XI
That was the legislature which elected John M. Palmer to the United States Senate from Illinois. The election was accomplished only after a memorable deadlock of two months in which the Democrats of the general assembly stood so nobly, shoulder to shoulder, that they were called “The Immortal 101.” When they were finally reënforced by the votes of two members elected as representatives of the Farmers’ Alliance, and elected their man, they had a gold medal struck to commemorate their own heroism. They were not, perhaps, exactly immortal, but they did stand for their principles so stanchly that when they came to celebrate their victory, some of their orators compared them to those other immortals who held Thermopylæ.
Their principle was the popular election of United States senators, and they had a fine exemplar of democracy in their candidate. He had been nominated by a state convention, as had Lincoln, whom General Palmer had known intimately and had supported both for senator and president. He was the last of those great figures of Illinois whom the times immediately preceding the Civil War had so abundantly brought forth. He had commanded an army corps, he had been governor of his state, and in 1872 a presidential possibility in the Republican party. But he had turned to the Democrats, andafter he became their senator, the first Illinois had known since Douglas, he became a presidential possibility in the Democratic party; that was in 1892, and whatever chances he had he destroyed himself by coming on from Washington and declaring for Grover Cleveland.
Four years later he was nominated for the presidency by the conservative faction of his party. He told me, when I was finishing my law studies under him, that he had never lost anything politically by bolting any of the several parties he had been in, but had usually gained in self respect by doing so; and if to the politician his whole career presented inconsistencies, to the man of principle he must seem wholly consistent and sincere. Certain it is that he followed that inward spirit which alone can guide a man through the perplexities of life, and so the principle with him came ever before the party.
He was a simple man with simple tastes, and his very simplicity was an element of that dignity which seemed to belong to other times than ours. The familiar figure of him along the quiet streets of Springfield was pleasing to men and to children alike; he would go along erectly and slowly under his great broad hat, a striking figure with his plentiful white hair, his closely trimmed chin whiskers, the broad, smoothly shaven upper lip distinguishing a countenance that was of a type associated with the earlier ideals of the republic, and the market basket he carried on his arm helped this effect. At home he was delightful; he had a viol, and used to play it, if there were not too many about to hear him, and ifhe were alone, sing a few staves of old songs, like “Darling Nelly Gray,” and “Rosie Lee, Courting Down in Tennessee,” and some of the old tunes he had learned in Kentucky as a boy. He liked poetry, if it were not of the introspective modern mood, and while I have heard of such extraordinary characters, I never believed the stories of their endurance, until I was able to discover in him one man who actually did read Sir Walter Scott’s novels through every year. For the most part he had some member of his family read them to him, and he found in them the naïve pleasure of a child. I used to think I would remember the things he was always saying, and the stories he was always telling about Lincoln or Douglas or Grant, but I never could keep note-books and the more imposing sayings have departed. Yet there flashes before the memory with the detail of a cinematograph that scene of a winter’s evening when I entered the big living-room in his home and there found him with his wife before the great open fire. She was reading aloud to him from “Ivanhoe.”

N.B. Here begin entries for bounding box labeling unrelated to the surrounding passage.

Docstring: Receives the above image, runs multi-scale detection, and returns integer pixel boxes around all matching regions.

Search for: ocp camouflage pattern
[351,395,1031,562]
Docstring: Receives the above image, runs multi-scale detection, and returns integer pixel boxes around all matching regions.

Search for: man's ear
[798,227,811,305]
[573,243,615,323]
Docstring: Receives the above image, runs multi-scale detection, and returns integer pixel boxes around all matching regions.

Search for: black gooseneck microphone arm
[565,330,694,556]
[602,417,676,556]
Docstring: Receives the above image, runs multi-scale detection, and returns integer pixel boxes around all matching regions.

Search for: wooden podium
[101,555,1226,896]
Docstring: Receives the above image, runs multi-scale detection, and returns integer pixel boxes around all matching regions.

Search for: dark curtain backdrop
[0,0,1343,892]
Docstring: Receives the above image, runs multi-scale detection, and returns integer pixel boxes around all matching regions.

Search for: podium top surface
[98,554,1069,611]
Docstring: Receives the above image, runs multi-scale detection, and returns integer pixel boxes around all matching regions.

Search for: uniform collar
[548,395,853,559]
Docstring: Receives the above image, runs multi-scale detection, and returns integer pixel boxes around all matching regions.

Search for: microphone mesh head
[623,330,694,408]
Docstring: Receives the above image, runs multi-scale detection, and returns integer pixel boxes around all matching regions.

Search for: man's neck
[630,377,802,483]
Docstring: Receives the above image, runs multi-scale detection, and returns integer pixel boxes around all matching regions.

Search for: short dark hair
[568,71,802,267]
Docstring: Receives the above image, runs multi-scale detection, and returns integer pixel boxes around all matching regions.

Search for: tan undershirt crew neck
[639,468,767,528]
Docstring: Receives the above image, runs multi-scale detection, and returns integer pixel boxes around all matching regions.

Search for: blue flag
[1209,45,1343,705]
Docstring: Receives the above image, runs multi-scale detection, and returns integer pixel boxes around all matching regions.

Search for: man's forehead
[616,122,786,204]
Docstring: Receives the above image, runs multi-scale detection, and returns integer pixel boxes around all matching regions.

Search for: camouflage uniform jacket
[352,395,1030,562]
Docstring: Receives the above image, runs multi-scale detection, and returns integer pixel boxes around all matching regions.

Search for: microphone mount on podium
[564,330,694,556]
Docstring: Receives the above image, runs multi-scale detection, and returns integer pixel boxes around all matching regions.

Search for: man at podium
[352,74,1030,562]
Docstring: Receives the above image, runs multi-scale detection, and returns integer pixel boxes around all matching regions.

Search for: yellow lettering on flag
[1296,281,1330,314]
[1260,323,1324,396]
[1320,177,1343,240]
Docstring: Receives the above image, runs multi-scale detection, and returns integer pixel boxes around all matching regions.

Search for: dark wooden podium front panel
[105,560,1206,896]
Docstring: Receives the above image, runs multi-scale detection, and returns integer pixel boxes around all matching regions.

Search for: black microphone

“Come in, Mr. Brand,” he always addressed me by prefixing “Mr.” to my Christian name. “Come in,” he called in his hearty voice. “We are just storming a castle.”
He lived on to the century’s end, with a sort of gusto in life that never failed, I think, until that day when he attended the funeral of the last of his old contemporaries, General John M. McClernand, that fierce old warrior who had quarreled with Grant and lived on in Springfield until he could fight no more with anyone. Senator Palmer came home fromhis funeral amused by the fact that McClernand had been buried in the full uniform of a major-general, which he had not worn, I suppose, since Vicksburg. When some member of Senator Palmer’s household asked him if he should like to be buried in his uniform, he shook his head against it, but added:
“It was all right for Mac; it was like him.”
But the end was in his thoughts; Oglesby was gone, and now McClernand as the last of the men with whom he had fought in the great crisis, and he went, pretty soon after that, himself. He had participated in two great revolutionary epochs of his nation, going through the one and penetrating though not so far into the second, a long span of life and experience.
It was perhaps natural that he should not have divined the implications of the second phase as clearly as he did those of the first; and though he had helped to inaugurate the new movement, the latest urge toward democracy in this land, he could not go so far. He was young in ’56 and old in ’96, and as we grow old we grow conservative, whether we would or not, and much, I suppose, in the same way.